For inference, we can use AWQ models as any other model. For instance, with TextStreamer, it is as simple as this:

from transformers import TextStreamer

inputs = tokenizer(["Gravity is "], return_tensors="pt").to('cuda')
streamer = TextStreamer(tokenizer)

# Despite returning the usual output, the streamer will also print the generated text to stdout.
output = model.generate(**inputs, streamer=streamer, max_new_tokens=200)
print(output)

It should yield the following output:

<s> Gravity is 100% a movie that you should see in theaters. It’s a movie that you should see in IMAX. It’s a movie that you should see in 3D. It’s a movie that you should see in 3D IMAX. I’m not going to spoil anything, but I will say that the movie is a visual spectacle. It’s a movie that you should see in 3D IMAX. I’m not going to spoil anything, but I will say that the movie is a visual spectacle. It’s a movie that you should see in 3D IMAX. I’m not going to spoil anything, but I will say that the movie is a visual spectacle. It’s a movie that you should see in 3D IMAX.

The beginning of the generated text looks relevant and fluent but then the model repeats itself over and over until “max_new_tokens” is reached. This is the expected behavior since Mistral 7B, like Llama 2, has been pre-trained without an EOS token. In other words, Mistral 7B doesn’t know when to stop generating.

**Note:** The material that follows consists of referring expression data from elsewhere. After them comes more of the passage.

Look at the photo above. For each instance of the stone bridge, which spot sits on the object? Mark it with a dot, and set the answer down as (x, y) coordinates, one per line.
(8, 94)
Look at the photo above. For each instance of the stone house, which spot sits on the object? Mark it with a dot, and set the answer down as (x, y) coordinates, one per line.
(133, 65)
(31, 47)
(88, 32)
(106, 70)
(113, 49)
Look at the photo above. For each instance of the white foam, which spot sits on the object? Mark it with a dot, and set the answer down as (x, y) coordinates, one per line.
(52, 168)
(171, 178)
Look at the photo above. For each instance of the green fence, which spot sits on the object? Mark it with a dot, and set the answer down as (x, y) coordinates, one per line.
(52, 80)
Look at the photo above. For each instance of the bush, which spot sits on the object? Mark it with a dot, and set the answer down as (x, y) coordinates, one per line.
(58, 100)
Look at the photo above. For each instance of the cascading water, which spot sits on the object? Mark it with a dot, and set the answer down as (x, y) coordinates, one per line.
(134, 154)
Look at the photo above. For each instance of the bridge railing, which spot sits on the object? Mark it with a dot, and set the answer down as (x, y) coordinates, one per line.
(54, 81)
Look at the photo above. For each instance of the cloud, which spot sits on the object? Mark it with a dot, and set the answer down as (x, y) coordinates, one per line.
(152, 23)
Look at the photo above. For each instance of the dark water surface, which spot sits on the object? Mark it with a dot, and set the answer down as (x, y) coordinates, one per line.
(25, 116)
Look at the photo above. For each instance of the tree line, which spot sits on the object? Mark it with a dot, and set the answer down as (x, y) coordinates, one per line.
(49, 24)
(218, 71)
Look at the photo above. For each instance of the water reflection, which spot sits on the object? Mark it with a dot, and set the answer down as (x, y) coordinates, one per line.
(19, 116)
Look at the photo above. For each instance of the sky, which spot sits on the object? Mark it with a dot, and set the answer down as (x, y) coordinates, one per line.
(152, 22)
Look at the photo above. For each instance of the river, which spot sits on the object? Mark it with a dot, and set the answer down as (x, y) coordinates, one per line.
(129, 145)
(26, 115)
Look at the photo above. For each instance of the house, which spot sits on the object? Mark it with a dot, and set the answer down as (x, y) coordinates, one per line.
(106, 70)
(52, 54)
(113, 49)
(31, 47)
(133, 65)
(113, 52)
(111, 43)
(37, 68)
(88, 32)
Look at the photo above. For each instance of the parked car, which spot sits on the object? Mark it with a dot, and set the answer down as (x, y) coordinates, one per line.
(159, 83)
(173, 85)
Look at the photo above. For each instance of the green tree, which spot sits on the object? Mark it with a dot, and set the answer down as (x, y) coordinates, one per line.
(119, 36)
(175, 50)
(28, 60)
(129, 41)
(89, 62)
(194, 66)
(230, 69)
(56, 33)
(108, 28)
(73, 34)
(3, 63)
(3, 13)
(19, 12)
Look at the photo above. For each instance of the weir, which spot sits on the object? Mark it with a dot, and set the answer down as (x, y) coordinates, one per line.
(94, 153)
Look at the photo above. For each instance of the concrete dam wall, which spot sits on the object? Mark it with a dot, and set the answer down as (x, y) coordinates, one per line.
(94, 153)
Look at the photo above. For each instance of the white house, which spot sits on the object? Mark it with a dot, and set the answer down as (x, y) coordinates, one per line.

We would have to fine-tune the model with an EOS token to teach it when to stop.

In another article, I’ll show you how to properly benchmark inference speed with optimum-benchmark, but for now let’s just count how many tokens per second, on average, Mistral 7B AWQ can generate and compare it to the unquantized version of Mistral 7B. Note: I used the A100 GPU of Google Colab to be able to load the unquantized version of Mistral 7B with bfloat16.

I measured it as follows for the AWQ version:

import time
prompts = ["Gravity is a force ", "Gravity is ", "The recipe is", "Mistral is ", "The best movie is "]
duration = 0.0
total_length = 0
for p in prompts:
  inputs = tokenizer([p], return_tensors="pt").to('cuda')
  start_time = time.time()
  # Despite returning the usual output, the streamer will also print the generated text to stdout.
  output = model.generate(**inputs, max_new_tokens=1000)
  duration += float(time.time() - start_time)
  tok_sec_prompt = round(len(output[0])/float(time.time() - start_time),3)
  print("Prompt --- %s tokens/seconds ---" % (tok_sec_prompt))
  total_length += len(output[0])
tok_sec = round(total_length/duration,3)
print("Average --- %s tokens/seconds ---" % (tok_sec))

It should print the following average (or a close number):

Average --- 22.399 tokens/seconds ---

The memory consumption peaked at 6.2 GB.

With the unquantized version, the memory consumption peaked at 15 GB. The average speed is 25.46 tokens/second, i.e., 12% faster than the AWQ version.

Conclusion

Using AWQ models for inference has never been easier. Mistral 7B quantized with AWQ weighs only 4.2 GB on the hard drive and only consumes 6.2 GB of VRAM for inference (without batch decoding).

Despite the quantization, the model is only 12% slower than the original model with bfloat16 parameters.

AWQ models are memory-efficient and faster than GPTQ models but they still lack fine-tuning support by the main deep learning frameworks. For instance, while it is possible to add LoRA adapters to fine-tune GPTQ models, e.g., using the PEFT library, this is still impossible for AWQ models. They can’t be fine-tuned.